Ancient Roman Dining: For the majority of persons dining in Ancient Rome, meals were centered around corn (grain), oil and wine, and, for the wealthy, different types of exotic foods. Cereals were the staple food, originally in the form of husked wheat (far) being made into porridge (pulses), but later naked wheat (Frumentum) was made into bread.

Ancient Roman Dining

Ancient Roman Dining Dinners Diet

Bread was the single most often eaten food in Ancient Rome and was sometimes sweetened with honey or cheese and eaten along with sausage, domestic fowl, game, eggs, cheese, fish, or shellfish.

Roman Legionaries followed a carefully supervised diet. Their diet was a balanced one of wheat, some meat (usually bacon), fish, poultry, cheese, vegetables, fruit, salt, olive oil, and wine.

This is what they ate throughout the day-

Breakfast –

Wheat pancake biscuit; bread dipped in wine; bread flavored with a little cheese, dried fruits or honey; or bread with salt, honey, dates, or olives

Eggs, with bread and cheese or leftovers from the previous day

Wheatmeal porridge (pulse). Meat (pork, mutton, beef) was scarce except at sacrifices and dinner parties of the rich. Fish was more common.

Ancient Roman Dining Dinners Diet

Fish and oysters were especially popular; meat, particularly pork, was in high demand as well. Elsewhere in Rome, delicacies, such as snails or dormice, were specially bred. A variety of cakes, pastries, and tarts was baked commercially and at home, often sweetened with honey.

Vegetables such as cabbage, parsnips, lettuce, asparagus, onion, garlic, marrows, radishes, lentils, beans, and beats were imported. Fruits and nuts were also available to the consumer, as was a variety of strongly flavored sauces, spices, and herbs, which became very popular in Roman cuisine.

Ancient Roman Diet

The diet of an average Roman consisted of cereals, olives, wine, as well as fruits and legumes like chickpeas and lentils. Fish was a luxury and rarely eaten, and the primary source of the meeting came from pigs. Cereals in the forms of bread and the porridge were a staple of Roman’s diet, as the monthly state distribution of free grain to the urban poor attests.

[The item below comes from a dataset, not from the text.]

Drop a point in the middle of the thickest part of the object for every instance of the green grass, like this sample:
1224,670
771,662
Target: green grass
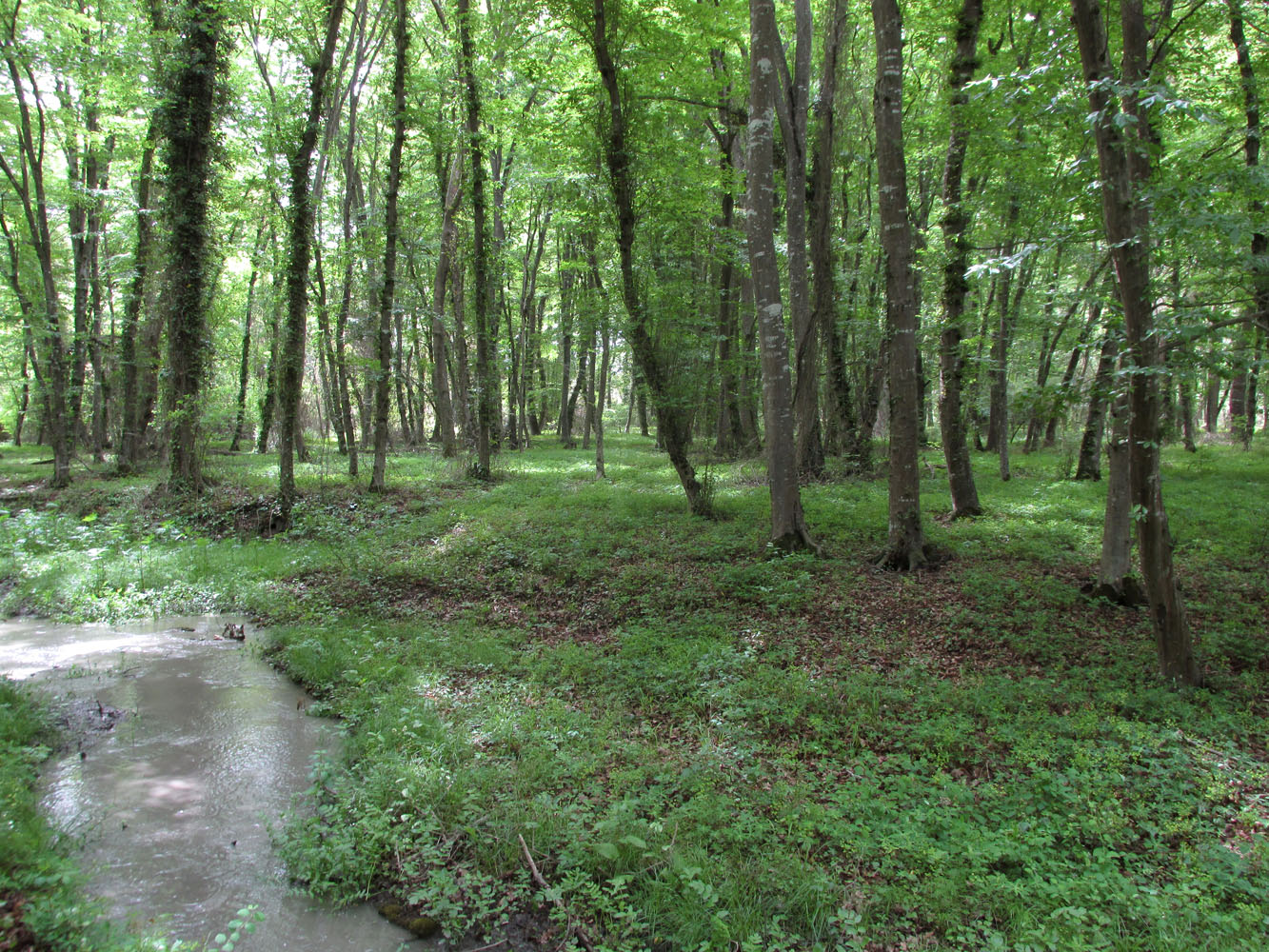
705,748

Ancient Roman Dining Dinners Diet

The poor Roman Dining, mothers and young children were probably undernourished and, because the babies of well to do mothers were n9rmally given to wet-nurses and, hence, denied colostrums, they were particularly venerable.

The Romans had no coffee, tea, sugar, liqueurs, truffles, potatoes, French beans, or even tomatoes.

As the Romans had no sugar, sweets were made with honey or must (grape-juice).
Olives and olive oil, as still with Mediterranean countries today, stood in high esteem.
The most widespread vegetables were broad beans, lentils and chickpeas, lettuces, cabbages, and leeks.

Food

Food was transported into the city on wagons from suburban farms market-gardens an on barges form Rome’s port-city of Ostia; it was then distributed to markets throughout the city. For example, the Cattle Market was located at the foot of the Capitoline Hill and near the Tiber River.

Ancient Roman Dining Dinners Diet

Since the cleanliness of these urban markets much has been marginal at best, there is to doubt that food contamination was a major problem, making intestinal parasites a common malady. For example, because of its proximity to the Tiber, the Cattle market was routinely flooded and, therefore, food was most likely contaminated on a fairly regular basis.

The use of bread seems to have become general only at the beginning of the second century BC. Previous to this grain was used as pulse, a mashed up form of corn gruel.